Tokenizers
Tokenizers split text into individual tokens for indexing and searching.
Available Tokenizers
Tokenizer
Abstract base class for implementing custom tokenizers.
StandardTokenizer
Word-based tokenization that splits on hyphens, spaces, commas, and periods.
Best for: English and Western languages, general text tokenization, word-based search
IntlSegmenterTokenizer
Locale-aware word segmentation using JavaScript Intl.Segmenter API.
Best for: Multilingual text, languages without spaces (Chinese, Japanese, Thai), locale-specific word boundaries
KeywordTokenizer
Returns the entire input as a single token.
Best for: Exact string matching, IDs and identifiers, categories and tags
LetterTokenizer
Splits on non-letter characters using Unicode letter property.
Best for: Extracting letter sequences, international text, when numbers/punctuation should be removed
LowerCaseTokenizer
Splits on non-letter characters and lowercases each token.
Best for: Case-insensitive search, letter-only tokenization, simple text analysis
WhitespaceTokenizer
Splits text on whitespace characters.
Best for: Preserving punctuation, pre-tokenized input, space-delimited data
NGramTokenizer
Generates character n-grams for partial matching.

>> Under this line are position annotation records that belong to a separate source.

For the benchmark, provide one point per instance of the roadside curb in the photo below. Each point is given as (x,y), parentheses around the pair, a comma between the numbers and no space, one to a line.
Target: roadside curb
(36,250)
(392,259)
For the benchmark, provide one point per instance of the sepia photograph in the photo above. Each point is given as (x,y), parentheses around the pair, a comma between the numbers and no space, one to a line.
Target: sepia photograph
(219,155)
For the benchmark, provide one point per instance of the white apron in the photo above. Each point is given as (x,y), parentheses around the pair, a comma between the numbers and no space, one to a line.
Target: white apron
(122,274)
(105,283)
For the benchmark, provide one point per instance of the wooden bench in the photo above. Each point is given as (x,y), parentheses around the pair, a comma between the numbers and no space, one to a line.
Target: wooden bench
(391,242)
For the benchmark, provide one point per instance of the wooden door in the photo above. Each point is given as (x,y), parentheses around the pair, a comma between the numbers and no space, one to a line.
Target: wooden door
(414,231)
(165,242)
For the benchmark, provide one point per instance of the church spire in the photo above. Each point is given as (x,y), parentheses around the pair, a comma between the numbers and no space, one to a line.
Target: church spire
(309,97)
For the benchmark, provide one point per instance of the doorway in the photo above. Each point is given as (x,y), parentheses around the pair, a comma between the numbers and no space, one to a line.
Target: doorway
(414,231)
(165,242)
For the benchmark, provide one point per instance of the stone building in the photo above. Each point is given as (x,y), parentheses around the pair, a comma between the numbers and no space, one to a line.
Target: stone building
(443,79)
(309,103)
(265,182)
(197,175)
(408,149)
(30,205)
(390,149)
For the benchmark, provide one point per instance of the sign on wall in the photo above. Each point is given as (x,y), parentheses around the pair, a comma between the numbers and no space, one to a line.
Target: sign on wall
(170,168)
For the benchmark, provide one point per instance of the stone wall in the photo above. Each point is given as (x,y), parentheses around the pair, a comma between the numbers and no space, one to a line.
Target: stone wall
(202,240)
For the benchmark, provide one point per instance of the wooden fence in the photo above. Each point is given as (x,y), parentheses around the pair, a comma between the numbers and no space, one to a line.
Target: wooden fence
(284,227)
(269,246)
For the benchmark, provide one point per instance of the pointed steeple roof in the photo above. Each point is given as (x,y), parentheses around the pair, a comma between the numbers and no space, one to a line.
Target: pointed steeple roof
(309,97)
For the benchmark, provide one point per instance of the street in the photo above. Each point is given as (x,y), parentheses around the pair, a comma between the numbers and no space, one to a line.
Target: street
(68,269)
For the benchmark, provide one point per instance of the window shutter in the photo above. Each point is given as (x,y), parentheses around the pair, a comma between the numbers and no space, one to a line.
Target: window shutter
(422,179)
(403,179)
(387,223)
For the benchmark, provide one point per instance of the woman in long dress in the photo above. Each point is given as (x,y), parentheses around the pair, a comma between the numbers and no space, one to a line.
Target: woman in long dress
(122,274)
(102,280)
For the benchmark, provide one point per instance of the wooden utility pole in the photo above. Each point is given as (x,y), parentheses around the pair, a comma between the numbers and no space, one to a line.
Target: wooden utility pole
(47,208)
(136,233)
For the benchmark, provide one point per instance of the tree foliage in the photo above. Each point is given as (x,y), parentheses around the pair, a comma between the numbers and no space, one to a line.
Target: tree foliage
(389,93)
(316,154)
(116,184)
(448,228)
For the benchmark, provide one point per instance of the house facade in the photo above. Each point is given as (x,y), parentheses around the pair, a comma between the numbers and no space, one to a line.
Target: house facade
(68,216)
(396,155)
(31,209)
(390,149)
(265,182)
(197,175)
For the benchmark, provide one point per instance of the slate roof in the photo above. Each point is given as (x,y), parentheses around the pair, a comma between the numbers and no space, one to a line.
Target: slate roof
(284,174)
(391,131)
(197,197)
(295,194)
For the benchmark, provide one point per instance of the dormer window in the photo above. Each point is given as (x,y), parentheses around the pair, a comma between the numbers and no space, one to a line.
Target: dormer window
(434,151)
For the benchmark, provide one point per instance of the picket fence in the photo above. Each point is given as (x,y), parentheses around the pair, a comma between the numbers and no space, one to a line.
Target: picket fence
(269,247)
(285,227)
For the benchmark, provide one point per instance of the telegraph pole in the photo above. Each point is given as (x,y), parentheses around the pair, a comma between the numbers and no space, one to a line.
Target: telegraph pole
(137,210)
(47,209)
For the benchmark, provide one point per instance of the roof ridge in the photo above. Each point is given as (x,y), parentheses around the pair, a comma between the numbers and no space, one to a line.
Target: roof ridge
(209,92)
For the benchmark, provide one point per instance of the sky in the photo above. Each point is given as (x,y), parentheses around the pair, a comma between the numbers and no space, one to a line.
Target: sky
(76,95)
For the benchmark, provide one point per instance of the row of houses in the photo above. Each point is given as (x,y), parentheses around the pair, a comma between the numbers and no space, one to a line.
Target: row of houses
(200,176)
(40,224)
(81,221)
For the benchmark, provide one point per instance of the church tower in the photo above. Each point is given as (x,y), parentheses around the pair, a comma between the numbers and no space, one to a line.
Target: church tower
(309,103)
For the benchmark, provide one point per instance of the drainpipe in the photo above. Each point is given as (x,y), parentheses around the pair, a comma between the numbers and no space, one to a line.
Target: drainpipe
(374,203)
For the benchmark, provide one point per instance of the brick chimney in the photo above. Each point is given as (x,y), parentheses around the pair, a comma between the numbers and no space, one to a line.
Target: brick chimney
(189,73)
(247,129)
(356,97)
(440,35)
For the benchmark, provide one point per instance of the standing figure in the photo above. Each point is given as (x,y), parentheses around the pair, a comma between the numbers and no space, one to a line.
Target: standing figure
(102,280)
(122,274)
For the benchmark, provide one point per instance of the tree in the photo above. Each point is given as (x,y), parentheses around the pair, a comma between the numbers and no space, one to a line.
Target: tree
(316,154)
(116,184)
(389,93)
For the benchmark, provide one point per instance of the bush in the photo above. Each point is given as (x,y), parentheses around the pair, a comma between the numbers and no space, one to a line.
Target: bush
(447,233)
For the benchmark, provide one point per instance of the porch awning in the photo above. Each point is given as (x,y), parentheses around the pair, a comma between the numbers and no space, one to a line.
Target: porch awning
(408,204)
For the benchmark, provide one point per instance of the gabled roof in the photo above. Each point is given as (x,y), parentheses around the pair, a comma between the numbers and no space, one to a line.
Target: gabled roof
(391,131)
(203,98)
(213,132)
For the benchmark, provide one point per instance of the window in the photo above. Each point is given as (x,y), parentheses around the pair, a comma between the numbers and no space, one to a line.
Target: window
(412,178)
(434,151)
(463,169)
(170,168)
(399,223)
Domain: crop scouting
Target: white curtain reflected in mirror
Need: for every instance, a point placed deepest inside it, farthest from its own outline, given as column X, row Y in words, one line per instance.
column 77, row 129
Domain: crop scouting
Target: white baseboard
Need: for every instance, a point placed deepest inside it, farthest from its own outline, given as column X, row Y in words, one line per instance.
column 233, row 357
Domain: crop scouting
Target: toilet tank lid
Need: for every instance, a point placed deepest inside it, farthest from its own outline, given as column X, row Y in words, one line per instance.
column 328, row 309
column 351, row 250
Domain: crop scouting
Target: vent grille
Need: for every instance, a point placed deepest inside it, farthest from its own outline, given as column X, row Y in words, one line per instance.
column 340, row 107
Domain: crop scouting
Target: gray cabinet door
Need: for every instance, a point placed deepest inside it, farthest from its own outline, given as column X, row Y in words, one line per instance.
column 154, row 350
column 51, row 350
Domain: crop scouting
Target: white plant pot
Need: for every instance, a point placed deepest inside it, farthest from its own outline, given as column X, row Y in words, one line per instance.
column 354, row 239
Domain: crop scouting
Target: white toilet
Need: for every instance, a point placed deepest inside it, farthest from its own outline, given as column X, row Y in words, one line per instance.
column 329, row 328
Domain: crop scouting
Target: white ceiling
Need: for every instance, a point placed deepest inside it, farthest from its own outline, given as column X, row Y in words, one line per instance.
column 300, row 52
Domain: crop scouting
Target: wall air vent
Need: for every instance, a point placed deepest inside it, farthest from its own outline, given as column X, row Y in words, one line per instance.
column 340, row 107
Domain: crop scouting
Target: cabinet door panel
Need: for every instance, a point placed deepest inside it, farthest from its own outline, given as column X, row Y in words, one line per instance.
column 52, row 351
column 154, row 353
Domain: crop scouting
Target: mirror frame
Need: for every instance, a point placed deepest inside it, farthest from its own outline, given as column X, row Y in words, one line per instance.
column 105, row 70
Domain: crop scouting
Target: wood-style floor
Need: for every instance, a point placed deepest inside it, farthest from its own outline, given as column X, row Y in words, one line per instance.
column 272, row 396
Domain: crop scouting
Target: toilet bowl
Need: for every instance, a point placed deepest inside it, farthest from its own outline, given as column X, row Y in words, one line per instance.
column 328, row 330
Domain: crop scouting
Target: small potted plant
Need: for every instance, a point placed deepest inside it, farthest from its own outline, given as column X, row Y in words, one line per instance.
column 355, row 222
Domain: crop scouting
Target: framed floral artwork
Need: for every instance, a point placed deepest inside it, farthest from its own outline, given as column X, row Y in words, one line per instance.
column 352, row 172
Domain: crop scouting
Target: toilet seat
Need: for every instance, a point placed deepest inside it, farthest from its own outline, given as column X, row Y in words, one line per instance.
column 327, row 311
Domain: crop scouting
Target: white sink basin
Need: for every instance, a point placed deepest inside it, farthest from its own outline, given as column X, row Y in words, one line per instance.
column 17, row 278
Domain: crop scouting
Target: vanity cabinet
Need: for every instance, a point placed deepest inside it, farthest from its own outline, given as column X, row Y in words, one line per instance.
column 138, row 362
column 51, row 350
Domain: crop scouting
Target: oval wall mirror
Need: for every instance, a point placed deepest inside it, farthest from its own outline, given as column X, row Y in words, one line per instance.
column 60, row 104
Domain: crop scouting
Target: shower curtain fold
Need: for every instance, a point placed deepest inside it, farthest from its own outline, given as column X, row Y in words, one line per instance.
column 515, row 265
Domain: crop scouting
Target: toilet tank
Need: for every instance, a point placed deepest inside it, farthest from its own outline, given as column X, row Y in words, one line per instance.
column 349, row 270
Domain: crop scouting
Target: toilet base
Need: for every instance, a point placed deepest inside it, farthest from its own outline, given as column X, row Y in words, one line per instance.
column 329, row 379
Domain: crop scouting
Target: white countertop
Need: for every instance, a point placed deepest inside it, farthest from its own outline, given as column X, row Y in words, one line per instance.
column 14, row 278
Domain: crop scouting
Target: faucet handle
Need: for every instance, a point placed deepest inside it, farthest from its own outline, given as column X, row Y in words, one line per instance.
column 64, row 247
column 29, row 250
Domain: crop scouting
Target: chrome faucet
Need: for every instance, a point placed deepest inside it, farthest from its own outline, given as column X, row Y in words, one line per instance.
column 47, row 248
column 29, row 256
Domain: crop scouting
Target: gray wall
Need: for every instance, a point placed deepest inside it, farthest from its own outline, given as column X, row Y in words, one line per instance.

Best for: Partial/substring matching, autocomplete suggestions, fuzzy matching, search-as-you-type
PathHierarchyTokenizer
Splits paths into hierarchical components.
Best for: File system paths, URL paths, package names, hierarchical identifiers
PatternTokenizer
Flexible regex-based tokenization with split or capture modes.
Best for: Custom tokenization patterns, complex text parsing, domain-specific formats
SimplePatternTokenizer
Captures text matching a pattern as tokens.
Best for: Extracting specific patterns, number extraction, simple pattern matching
SimplePatternSplitTokenizer
Splits input at pattern matches.
Best for: Custom delimiters, CSV-like data, simple splitting logic
URLEmailTokenizer
Preserves URLs and email addresses as complete tokens.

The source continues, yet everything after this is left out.